When I counsel couples going through a difficult financial situation, the problems are usually the same at the root. On the other side, when I’m helping couples that are managing their money well, these four areas are the secret to their success.
The first secret is the foundation for any relationship, and that’s trust. Without trust, you aren’t able to build a good bond. Being able to have faith that you’ll each keep the commitment you’ve made to one another about money is crucial. I’ve seen it time and time again as a financial stressor in relationships. It can be one or the other using money for something they haven’t discussed, stealing money or even hiding it. More often than not, mistrust in money comes from some other problem in a relationship such as unfaithfulness. No matter how it happened, if either has broken trust already, you can still make a comeback—it’ll just take time and patience on both parts to earn it back.

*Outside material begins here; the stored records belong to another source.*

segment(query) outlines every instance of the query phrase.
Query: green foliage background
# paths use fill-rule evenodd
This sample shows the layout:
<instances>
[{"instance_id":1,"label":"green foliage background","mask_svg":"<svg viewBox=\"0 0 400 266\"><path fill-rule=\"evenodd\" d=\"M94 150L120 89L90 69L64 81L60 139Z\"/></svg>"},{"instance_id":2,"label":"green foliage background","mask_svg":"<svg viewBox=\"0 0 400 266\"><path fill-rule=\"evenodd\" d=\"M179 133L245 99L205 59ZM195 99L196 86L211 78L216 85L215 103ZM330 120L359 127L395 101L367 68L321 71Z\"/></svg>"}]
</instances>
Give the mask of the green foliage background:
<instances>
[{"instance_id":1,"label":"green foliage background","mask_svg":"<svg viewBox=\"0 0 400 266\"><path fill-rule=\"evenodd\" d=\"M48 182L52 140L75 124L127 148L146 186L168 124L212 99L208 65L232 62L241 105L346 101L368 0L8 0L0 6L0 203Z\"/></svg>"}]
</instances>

The second, I mentioned last week, is communication. It’s a key to managing money successfully in relationships. It’s crucial to be on the same page with your partner and to work together to meet your financial goals. Since mind reading isn’t an option, you’ll have to talk with one another about them—what you want to buy and your money worries. Don’t decide for your husband that Tuesday night, right when he walks in the door from a 10-hour day and the whole family’s starving, is the perfect time to “communicate about money.” Discuss dates and times to have a laid back chat when the kids are in bed or entertained. Also, Ladies, this isn’t an interrogation, it’s a discussion, give him a chance to share his thoughts.

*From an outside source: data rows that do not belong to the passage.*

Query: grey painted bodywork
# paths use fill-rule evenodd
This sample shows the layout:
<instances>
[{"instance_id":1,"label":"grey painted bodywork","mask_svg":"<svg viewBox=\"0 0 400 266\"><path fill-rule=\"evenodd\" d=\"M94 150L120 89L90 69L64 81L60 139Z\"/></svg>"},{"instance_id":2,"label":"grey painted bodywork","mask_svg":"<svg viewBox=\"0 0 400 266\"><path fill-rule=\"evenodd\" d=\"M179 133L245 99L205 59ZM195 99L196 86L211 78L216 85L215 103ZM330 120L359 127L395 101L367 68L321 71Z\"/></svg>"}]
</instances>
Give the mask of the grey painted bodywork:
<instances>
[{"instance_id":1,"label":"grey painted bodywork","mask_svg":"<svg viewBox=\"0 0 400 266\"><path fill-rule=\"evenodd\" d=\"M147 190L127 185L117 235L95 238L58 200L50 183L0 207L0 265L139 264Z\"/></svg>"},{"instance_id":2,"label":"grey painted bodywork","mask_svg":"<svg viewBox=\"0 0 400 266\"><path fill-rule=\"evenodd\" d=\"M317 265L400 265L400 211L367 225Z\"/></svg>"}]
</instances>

Compromise is the third secret that I also mentioned before. It may sound simple, but we sometimes forget to meet our mates halfway. Yes, you may feel like setting aside money for hunting trips is a waste, but if it’s your husband’s money goal, then compromise here will be returned on things he finds pointless, such as mani-pedis. I’ll be honest, sometimes compromise sucks but it’s for the greater good of the relationship so give it a shot.

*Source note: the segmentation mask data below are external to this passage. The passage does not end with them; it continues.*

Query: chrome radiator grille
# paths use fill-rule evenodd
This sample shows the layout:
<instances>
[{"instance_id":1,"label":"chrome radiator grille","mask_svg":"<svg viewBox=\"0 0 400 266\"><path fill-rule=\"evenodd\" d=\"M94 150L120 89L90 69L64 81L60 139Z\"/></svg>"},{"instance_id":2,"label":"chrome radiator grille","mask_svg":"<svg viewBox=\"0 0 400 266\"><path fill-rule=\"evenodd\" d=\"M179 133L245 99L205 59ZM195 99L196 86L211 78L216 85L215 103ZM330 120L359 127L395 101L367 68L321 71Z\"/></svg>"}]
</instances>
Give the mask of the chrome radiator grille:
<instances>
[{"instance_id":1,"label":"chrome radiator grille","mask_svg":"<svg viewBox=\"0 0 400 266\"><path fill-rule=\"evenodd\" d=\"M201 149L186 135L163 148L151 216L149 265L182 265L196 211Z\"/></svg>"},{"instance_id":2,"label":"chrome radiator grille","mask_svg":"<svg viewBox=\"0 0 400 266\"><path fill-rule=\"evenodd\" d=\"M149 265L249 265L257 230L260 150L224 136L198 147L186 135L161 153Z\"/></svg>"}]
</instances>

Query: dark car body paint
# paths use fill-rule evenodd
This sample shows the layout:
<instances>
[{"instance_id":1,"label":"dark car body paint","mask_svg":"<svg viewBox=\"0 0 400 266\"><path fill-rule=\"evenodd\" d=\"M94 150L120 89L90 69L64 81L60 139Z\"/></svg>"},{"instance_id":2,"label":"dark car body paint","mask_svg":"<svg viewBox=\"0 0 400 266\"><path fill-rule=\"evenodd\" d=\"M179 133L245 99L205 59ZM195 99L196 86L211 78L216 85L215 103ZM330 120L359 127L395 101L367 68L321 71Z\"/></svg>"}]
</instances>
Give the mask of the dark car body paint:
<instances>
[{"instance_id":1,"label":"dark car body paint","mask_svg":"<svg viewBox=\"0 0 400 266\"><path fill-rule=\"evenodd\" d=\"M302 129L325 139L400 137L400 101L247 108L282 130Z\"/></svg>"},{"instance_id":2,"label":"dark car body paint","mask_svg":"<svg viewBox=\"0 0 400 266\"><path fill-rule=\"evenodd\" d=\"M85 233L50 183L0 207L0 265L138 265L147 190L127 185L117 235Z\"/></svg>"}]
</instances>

The fourth is my favorite to discuss, and it’s letting go of the past. I like to call this the “backpack full of BS”—we all have one, and it comes from our experiences and money memories in life. In any situation, we bring this BS backpack with us and inside are our hopes and fears, all the times we’ve been done wrong and the times we’ve been scared. For example, imagine you don’t know your fiancée’s backpack is carrying the time his ex-girlfriend stole all the money out of his bank account. If you’re unaware of that history, then you won’t be able to understand why in the world your sweet fiancée is coming unglued at the mention of joining your money in a simple checking account. It’s important to communicate (guys, don’t be scared) these issues, so your partner understands areas you’re sensitive to when dealing with money. Unloading some of the crap in your BS backpack by talking it out will mean less arguing later and help create a better future!
Following the above secrets will turn you and your hubby into Bill and Melinda Gates (wink, wink.) Okay, maybe not, but taking the time to work on these four areas with the special someone in your life will significantly improve how you’re managing money together and take the Voldemort out of the word “money” in your house.